What we will be witnessing may well be another jobless recovery, just like after 1991 and 2001 recessions.

With working hours of full-time workers being cut (see chart 1 below), and a lot of people on part-time-job roll (chart 2), when true economic recovery comes, employers will first increase working hours of existing full-time workers, then transfer people from part-time roll back into full-time. This means any new hiring will come very late and slow…maybe years after official recession ends. Measure of broader unemployment rate, including drop of part-time workers from full-time labor force, in fact now already reached over 16% (chart 3).

Chart 1.

(click to enlarge; graph courtesy of calculatedrisk)

Chart 2.


(click to enlarge; graph courtesy of calculatedrisk)

Chart 3.


(click to enlarge)

Here below is an analytic piece from WSJ yesterday on the same topic:

Jobs Data Mow Down ‘Green Shoots’

June’s payrolls numbers contradict the “green-shoots” thesis. Worse, the data suggest that when they do appear, they won’t exactly shoot up.

Since the U.S. officially entered recession in December 2007, 6.9 million jobs have been lost, on a seasonally adjusted basis. More bad news lies beneath Thursday’s headline numbers. The average workweek fell to 33 hours, the lowest ever on record and 0.8 hours less than before the recession began.

If Americans still were clocking those extra 48 minutes a week now, then the same aggregate amount of work could get done with 3.3 million fewer employees. The implication is that, were it not for shorter workweeks, the unemployment rate would be 11.7%, not the official 9.5%.

Stealth underemployment also is evident in the rise in the number of workers taking part-time jobs due to the slack economy. Their ranks have doubled in this recession, to about nine million, or 5.8% of the work force.

The likelihood is that when economic activity picks up, employers will choose to increase hours on existing workers and bring back part-time workers to full-time status before making new hires.
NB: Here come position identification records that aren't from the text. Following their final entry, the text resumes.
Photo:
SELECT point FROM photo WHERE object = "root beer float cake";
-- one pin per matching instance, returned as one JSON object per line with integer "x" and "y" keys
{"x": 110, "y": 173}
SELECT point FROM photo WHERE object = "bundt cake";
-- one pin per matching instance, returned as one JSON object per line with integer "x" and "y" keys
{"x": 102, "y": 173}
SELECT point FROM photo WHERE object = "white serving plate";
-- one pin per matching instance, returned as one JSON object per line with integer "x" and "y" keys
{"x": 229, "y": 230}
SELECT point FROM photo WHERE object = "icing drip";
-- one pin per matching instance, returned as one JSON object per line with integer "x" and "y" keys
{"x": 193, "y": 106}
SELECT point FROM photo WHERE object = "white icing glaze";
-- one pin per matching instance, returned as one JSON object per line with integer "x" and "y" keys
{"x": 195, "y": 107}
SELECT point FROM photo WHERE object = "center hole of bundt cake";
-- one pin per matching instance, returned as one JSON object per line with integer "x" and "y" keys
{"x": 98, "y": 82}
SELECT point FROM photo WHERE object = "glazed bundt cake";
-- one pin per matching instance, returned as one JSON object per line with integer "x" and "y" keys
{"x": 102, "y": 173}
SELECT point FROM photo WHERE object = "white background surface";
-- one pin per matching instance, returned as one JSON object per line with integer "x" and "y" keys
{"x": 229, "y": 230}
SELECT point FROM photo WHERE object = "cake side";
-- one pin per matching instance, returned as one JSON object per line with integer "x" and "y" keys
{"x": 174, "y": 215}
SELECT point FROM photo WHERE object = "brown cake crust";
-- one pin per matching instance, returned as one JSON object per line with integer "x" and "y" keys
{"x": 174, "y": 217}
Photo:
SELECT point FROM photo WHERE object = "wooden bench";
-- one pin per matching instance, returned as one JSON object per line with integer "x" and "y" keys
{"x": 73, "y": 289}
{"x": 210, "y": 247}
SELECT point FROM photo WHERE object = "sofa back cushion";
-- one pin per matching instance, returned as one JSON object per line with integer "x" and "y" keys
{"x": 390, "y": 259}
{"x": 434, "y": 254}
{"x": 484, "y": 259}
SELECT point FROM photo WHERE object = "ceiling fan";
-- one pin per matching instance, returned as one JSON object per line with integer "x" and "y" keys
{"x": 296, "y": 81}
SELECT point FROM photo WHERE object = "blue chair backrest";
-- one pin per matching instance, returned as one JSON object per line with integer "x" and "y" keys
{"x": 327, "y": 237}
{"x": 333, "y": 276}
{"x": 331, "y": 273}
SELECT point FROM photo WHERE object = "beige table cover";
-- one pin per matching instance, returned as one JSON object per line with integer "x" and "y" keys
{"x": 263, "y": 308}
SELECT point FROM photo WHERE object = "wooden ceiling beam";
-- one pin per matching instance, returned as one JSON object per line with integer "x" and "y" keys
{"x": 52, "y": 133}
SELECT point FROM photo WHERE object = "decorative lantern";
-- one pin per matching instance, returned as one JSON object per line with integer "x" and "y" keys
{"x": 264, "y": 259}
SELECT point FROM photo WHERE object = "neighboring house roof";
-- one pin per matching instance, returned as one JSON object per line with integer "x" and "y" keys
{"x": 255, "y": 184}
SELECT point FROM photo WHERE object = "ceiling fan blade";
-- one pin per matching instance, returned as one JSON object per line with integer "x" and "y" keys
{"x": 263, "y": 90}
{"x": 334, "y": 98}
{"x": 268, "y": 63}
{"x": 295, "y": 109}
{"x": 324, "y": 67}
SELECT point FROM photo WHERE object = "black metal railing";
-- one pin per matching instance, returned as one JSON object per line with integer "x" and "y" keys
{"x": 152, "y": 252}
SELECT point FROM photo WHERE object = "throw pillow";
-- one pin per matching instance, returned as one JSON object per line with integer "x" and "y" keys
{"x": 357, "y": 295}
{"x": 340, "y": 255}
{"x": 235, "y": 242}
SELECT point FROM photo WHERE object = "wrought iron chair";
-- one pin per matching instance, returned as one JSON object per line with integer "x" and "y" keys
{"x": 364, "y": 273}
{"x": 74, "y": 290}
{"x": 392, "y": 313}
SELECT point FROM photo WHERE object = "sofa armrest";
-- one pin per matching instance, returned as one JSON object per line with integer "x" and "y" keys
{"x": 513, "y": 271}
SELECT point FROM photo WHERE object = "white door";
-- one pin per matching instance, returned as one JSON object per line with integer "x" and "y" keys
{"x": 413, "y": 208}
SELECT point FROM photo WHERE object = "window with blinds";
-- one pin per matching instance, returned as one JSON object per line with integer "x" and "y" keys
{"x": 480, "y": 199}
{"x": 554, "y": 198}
That sets up a recovery that could rival the previous upswing in terms of joblessness. The difference between any coming upturn and the one that ended in December 2007 is that struggling workers will have less credit available to maintain spending habits. Paradoxically, labor’s woes likely will enable many firms to beat near-term earnings expectations, as wage costs dwindle or stagnate. But the unavoidable conclusion is that the consumer-spending power needed to fuel a sharp rebound in the economy just isn’t there.